# How Concerned Should I be about Moving from Mild Roach Infestation?



## BuggedOut (Aug 2, 2012)

*Update on situation*

So I talked to our current landlord today, and they said they had discovered one of the neighbours had a bad infestation and they think that is ground zero. They sprayed a few days ago so that could explain why I saw the one scurrying around our door. They offered to spray our place before we moved, but I'm wondering if that is overkill. It would be a lot of work and we have a cat. I'm considering if putting combat bait traps in the moving boxes might be enough?

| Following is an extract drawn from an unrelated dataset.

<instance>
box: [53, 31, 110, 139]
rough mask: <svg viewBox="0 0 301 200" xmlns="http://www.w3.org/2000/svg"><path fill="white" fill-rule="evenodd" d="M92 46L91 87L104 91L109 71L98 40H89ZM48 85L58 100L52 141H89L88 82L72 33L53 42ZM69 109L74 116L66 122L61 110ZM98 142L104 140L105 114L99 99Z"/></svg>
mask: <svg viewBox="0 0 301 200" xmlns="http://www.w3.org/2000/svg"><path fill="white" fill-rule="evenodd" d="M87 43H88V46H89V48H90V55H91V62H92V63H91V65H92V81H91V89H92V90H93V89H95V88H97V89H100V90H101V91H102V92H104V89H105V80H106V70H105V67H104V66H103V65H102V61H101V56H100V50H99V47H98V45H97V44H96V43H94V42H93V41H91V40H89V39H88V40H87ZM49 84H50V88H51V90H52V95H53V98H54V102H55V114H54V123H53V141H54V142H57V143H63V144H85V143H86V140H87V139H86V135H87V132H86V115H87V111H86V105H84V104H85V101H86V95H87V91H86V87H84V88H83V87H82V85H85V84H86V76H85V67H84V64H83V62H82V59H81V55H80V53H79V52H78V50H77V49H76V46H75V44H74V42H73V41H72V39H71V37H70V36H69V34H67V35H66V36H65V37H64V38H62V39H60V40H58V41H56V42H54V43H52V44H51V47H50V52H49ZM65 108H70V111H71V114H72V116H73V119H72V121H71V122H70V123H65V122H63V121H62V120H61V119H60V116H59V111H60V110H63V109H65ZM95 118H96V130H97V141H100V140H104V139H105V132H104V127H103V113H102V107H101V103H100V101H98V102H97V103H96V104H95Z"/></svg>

I could really use some input if anyone has any---I'm just not sure how to proceed.


----------



## DangerMouse (Jul 17, 2008)

BuggedOut said:


> We see a sickly cockroach about once a month, although I did just kill a healthy looking one outside our front door which was butting it's head against the door sweep we installed.


It's when they send a scout to ring the doorbell so the others can zip in when you answer the door you REALLY need to start worrying... :laughing:

I wouldn't be TOO concerned if you do not now have a full blown infestation. There's always the possibility they can follow you, of course, but gel baits can take care of them pretty quickly. I wish you well in your move.

DM


----------



## BuggedOut (Aug 2, 2012)

Thanks, Danger Mouse, that makes me feel a lot better. We have decided to just pack bait traps in every box and spread them around our new place until they expire, and not get sprayed in this apartment. We are moving to a single family detached dwelling from a multiple unit apartment building, so we figure if anything follows us at least we will probably be able to get it under control rather than constantly having to keep the tide of pests at bay, which is the situation we have in this building (what kind of person doesn't report roaches until it's a full blown infestation? And what ELSE are they not reporting?)

I know no one can tell us for sure, but having a bit of feedback on this support forum eases the mind somewhat.


----------



## DangerMouse (Jul 17, 2008)

Sounds like a good plan, glad I could help.



DM


----------